The restricted free agent crop of Rangers will be a very important hurdle to leap this Summer and it should chip away at the remaining cap space quite quickly.  Brandon Dubinsky, Ryan Callahan (pictured), Artem Anisimov, Brian Boyle, Michael Sauer and Matt Gilroy are all headed to free agency this year and three of them could turn into medium-to-large ticket players with proper negotiations.  Re-signing this lot should be very important to Rangers management, but "how savvy can Glen Sather get?" will be the real question.

As much as the RFA group is important, the unrestricted free agents pack some real punch as well.  Bryan McCabe, Ruslan Fedotenko, Vaclav Prospal and Steve Eminger are all primed for the open market in July and I would imagine at least three of them hit the ground running to new teams.  The only one I can see sticking around would be Prospal, possibly taking a little less money as a 36-year old with good chemistry with Gaborik.

If the free agent crop is to keep from returning, the Rangers may have to look from within to find some help on the roster.  Unless there is a player with Stepan-like upside as a teenager, I would imagine that the Rangers would be looking towards players like Evgeni Grachev, Dale Weise and Ryan Bourque to step in up front, all into their 20s and have been developing at a reasonable pace, either in the minors or in their last year of juniors.  The Rangers do have more blue chip talent in their system, but I don't see them being rushed into the league next season.

The Rangers will pick 15th in the 1st round of this year's entry draft and I think they can go in any direction, likely going with the next best player available.  The Rangers have all kinds of talent up front and on the blueline, lots of investment in Lundqvist in net, so anything would be good for the Rangers this year.  If they go with talent up front, look for them to pick up a centre and if the Rangers look to the blueline, I would imagine it would be for more puck moving than size.

What I said last year at this time... "As for 2011, the Rangers are still being weighed down by some heavy cap contracts in Redden, Drury and Rozsival, which likely cannot be moved easily, if at all. The only player I expect better things from in 2011 is Rozsival, but even then it's a bit of a stretch. The Rangers will definitely be in the hunt for the playoffs, either just making it or just missing it, but it's going to be close again.

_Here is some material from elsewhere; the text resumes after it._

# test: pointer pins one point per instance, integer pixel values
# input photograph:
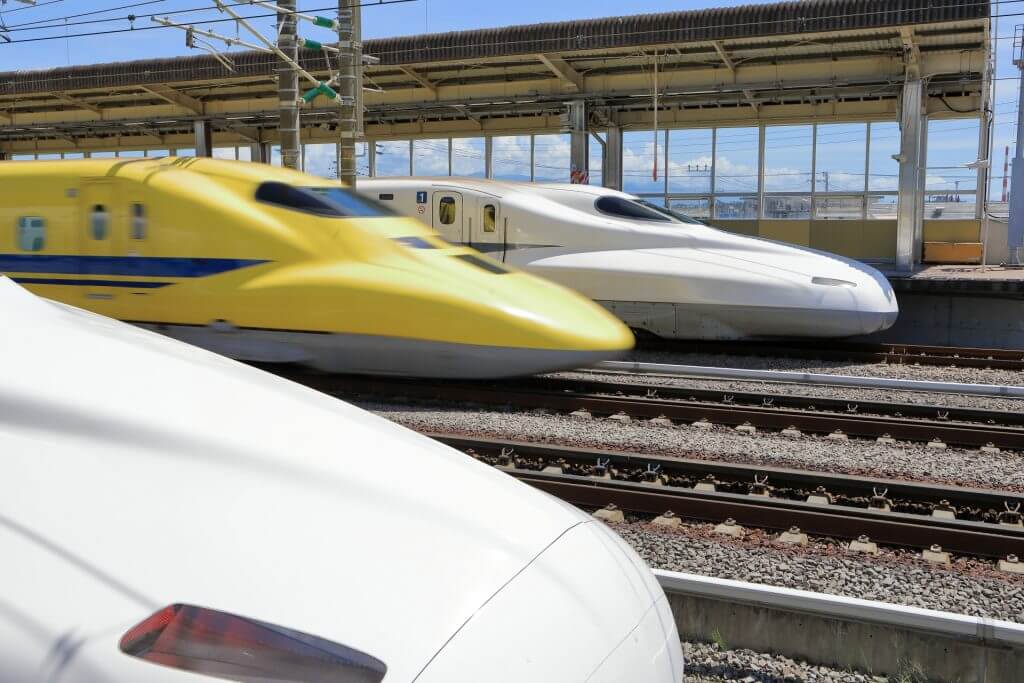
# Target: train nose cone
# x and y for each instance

The Rangers will ride heavily on their veterans to see the young kids through a grueling season, but improvements will definitely be in store for Del Zotto, Staal, Callahan and Gilroy."

The Rangers made it into the playoffs this year, by the skin of their teeth, largely on the backs of their veterans.  They were able to deal with a all of those larger contracts, dealing Rozsival away, sending Redden to the minors and Drury hit the Long-Term Injury Reserve for most of the season, so their trouble were very limited there.  Staal and Callahan made improving strides in 2011, Del Zotto dropped off in his sophomore year and Gilroy stayed the same from 2010.

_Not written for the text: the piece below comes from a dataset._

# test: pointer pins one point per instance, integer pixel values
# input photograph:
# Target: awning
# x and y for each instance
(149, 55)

The 2012 season appears to have the same sort of outlook to it as 2011 did, another close finish at the end of the year is likely in their future.  With whispers of the possible acquisition of Brad Richards on July 1st, the Rangers could make that move into the upper echelon of the Eastern Conference, but it will come at some significant cost.  As of right now, however, with the team that is signed on and their RFAs that need to be signed, the Rangers will likely finish in the 6th to 10th place range, battling for their playoff lives in the stretch run yet again.  The blueline will likely see some more improvement, as Staal and Girardi continue to lead, Del Zotto bounces back a bit and McDonagh turns into an everyday guy.  Until they can land a playmaking centre for Gaborik and/or Stepan, I don't expect a great deal of offensive improvements in New York.